Try looking at this another way: people who are tech savvy may be more likely to have parents who are also tech savvy when compared to the average person.

If we don’t buy that theory: There are also a lot of people who visit and comment on this site, meaning there are tons of people who have parents who have not successfully switched over to Linux. The ones who have had success are the ones speaking up, which is currently in the single digits - nothing outlandish about that.

This is no different than somebody talking about a 35mm film camera and a bunch of people jumping in with their experience with 35mm film cameras. Are you as critical/skeptical of those conversations as well? You shouldn’t be and I would be surprised if so! So the logic is basically the same.

For the record my parents do not run Linux.

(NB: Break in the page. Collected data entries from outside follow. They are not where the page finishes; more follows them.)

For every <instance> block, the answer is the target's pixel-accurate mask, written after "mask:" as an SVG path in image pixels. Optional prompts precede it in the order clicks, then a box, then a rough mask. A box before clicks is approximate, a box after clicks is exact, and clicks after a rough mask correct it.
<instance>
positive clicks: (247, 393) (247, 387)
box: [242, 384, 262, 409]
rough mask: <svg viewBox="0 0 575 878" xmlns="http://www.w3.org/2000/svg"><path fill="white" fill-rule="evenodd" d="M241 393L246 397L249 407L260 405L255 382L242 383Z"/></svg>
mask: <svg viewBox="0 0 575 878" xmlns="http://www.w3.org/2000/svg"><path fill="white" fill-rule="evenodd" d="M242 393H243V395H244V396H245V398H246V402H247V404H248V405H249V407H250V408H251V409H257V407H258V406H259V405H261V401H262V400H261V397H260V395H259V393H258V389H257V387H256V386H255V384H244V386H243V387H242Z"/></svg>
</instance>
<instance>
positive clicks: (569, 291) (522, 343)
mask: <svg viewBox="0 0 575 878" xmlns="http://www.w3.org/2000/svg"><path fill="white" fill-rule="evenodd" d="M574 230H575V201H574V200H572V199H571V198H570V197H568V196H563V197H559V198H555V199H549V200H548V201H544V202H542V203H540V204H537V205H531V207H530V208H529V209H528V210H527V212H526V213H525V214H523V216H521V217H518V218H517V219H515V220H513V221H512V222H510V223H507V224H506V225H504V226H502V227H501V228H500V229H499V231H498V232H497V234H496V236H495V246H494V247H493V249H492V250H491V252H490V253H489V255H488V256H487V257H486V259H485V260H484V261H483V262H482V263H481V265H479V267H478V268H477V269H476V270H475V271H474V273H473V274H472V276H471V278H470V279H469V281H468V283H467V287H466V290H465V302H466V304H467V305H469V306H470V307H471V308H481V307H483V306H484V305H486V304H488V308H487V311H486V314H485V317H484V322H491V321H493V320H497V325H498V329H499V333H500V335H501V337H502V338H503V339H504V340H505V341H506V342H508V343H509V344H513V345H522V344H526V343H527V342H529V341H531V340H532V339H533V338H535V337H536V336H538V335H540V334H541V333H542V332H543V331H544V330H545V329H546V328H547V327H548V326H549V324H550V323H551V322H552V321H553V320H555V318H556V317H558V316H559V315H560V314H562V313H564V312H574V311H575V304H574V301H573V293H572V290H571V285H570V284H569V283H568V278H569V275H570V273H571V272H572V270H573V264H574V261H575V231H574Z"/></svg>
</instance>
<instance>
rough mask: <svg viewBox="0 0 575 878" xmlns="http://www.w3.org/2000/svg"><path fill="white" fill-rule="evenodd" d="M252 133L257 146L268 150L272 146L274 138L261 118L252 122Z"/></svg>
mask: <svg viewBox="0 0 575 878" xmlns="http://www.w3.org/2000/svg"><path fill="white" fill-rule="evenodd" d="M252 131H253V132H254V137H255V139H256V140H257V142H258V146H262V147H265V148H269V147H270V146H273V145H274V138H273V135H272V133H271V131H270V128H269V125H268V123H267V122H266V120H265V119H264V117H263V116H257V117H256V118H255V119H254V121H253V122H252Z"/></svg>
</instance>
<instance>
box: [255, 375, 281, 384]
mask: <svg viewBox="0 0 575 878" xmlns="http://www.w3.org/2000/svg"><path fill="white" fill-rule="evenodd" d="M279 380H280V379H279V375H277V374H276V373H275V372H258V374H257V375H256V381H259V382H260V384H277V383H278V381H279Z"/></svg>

I could maybe vaguely see my mom getting a handle on it, but unlikely and definitely not unless she made some big commitment to do it. However, I do have a friend whose mom is a gamer using a Linux laptop. This stuff does happen!


Here you go: ∈ (so f ∈ (...))


That helps but how do I learn it?


Let it go. He made a frustrated remark in a support thread 14 years ago where the OP escalated into calling him deliberately rude. Even if he hadn't changed at all over the years he has been contributing to open source with a product used by nontechnical people for 2 decades and deserves some grace for that.